Ospedale Giannuzzi. Massafra scrive ad Emiliano: “Spieghi il senso del piano di riordino”

Il nuovo piano di riordino ospedaliero approvato dalla Giunta regionale ha inserito l’ospedale “Giannuzzi” di Manduria tra i 12 ospedali di base, cioè quelli che, secondo la configurazione prevista dal ministero, avranno

anestesia, pronto soccorso, medicina, chirurgia, ortopedia pur conservando le ulteriori discipline che storicamente presidiano il fabbisogno epidemiologico locale.
Facendosi portavoce della delusione dei cittadini per la decisione “di non riconoscere al Presidio Ospedaliero Orientale della Provincia ionica la qualifica dl Ospedale di 1 ° livello, nonostante in esso siano presenti i reparti e servizi che vengono indicati nel DM 70 del 2015 come necessari per attribuire tale classificazione”, il Sindaco di Manduria, Roberto Massafra, ha scritto al Presidente della Regione Puglia e Assessore alla Salute, Michele Emiliano.
“Non è mia intenzione – scrive Massafra – riproporre le ragioni per cui la Comunità che ho l’onore di guidare ritiene giusto rivendicare per l’Ospedale di Manduria il diritto di essere classificato per quello che è, che è diventato nel corso degli anni, grazie all’operato dei tanti professionisti che vi lavorano e ai corposi investimenti che vi sono stati impiegati. Ma non posso consentire, da Sindaco e da Medico Ospedaliero, che di volta in volta si adottino parametri di valutazione diversi, con un unico comun denominatore: la penalizzazione dì questo territorio. Abbiamo combattuto 25 e più anni affinché fosse aperta la Rianimazione, inaugurata varie volte dai tanti notabili politici degli ultimi decenni, sino alla sospirata apertura nel 2013. Dal 2008 abbiamo la cardiologia con UTIC, un altro fiore all’occhiello senza eguali al di fuori degli ospedali di 2° livello. Per scoprire – prosegue il Sindaco di Manduria nella lettera – che ciò non era sufficiente una prima volta per conservare il punto nascite, ed ora per essere classificati come ospedale di 1° livello”.

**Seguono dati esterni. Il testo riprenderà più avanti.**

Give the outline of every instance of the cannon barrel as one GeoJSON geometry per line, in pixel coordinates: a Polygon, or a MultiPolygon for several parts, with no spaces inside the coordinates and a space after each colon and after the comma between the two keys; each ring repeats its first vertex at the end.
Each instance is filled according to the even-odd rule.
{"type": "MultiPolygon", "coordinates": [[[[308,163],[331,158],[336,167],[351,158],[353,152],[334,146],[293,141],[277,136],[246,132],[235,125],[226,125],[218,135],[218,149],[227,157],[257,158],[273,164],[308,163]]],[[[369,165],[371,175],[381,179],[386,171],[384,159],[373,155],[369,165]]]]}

“Possibie – chiede Massafra ad Emiliano – che la tanto sbandierata “SICUREZZA” debba valere per tutti tranne che i cittadini di Manduria e dell’Area Orientale della Provincia di Taranto? Sul serio il “Sindaco di Puglia”, che ho convintarnente votato, può credere che basti l’etichetta per convincere i cittadini di Laterza a non andare più a Matera ed arrestare così la mobilità passiva extraregionale?” Ed aggiunge: “Già una volta una simile operazione è stata tentata in tutta fretta, e sappiamo come è andata a finire”.
“Caro Presidente, Lei ci conosce bene, sa che siamo una comunità pacifica e laboriosa. Ma quello che forse non sa è che c’è un limite anche alla nostra pazienza. Siamo stufi di apparire chiusi, conservatori, campanilisti, anche noi aspiriamo a volare alto. Produciamo un vino che rappresenta l’eccellenza pugliese – sottolinea il Sindaco Massafra – e con le decine di chilometri di costa in gran parte incontaminata che insistono nel nostro territorio saremmo in condizione, se adeguatarnente supportati e non ostacolati, di trovare autonomamente un’alternativa alla morente economia dell’acciaio. Per questo abbiamo bisogno dí servizi e infrastrutture moderne ed efficienti, dai depuratore, alle strade, agli ospedali.
“Come vede ci sforziamo di trasmettere messaggi positivi, – prosegue il Sindaco di Manduria – in questo abbiamo imparato molto da Lei, sig. Presidente. Ho avuto fiducia in Lei, credo nella buona fede del Suo agire politico, ma devo confessare che non mi sento capace di spiegare ai miei concittadini la razionalità di un Piano di Riordino che ha cancellato il Punto Nascite dall’unico ospedale “sicuro” presente in provincia di Taranto per salvarli in quelli meno sicuri, e che dopo aver speso milioni di euro per aprire Rianimazione, UTIC, DEA di l° livello, diagnostica per immagini con TAC e RMN dì ultima generazione, obbliga le mamme ad andare a partorire in ospedali lontani e da Lei stesso definiti pericolosi.
Se crede, lo faccia Lei, – conclude il Dott. Roberto Massafra – lo spieghi Lei il senso di un Piano di riordino che senso non ce l`ha. Venga qui, al più presto possibile, a spiegarlo anche a Manciuria, con la franchezza che da sempre la contraddistingue e che purtroppo, non ho colto nella kermesse di giorno 27 febbraio”.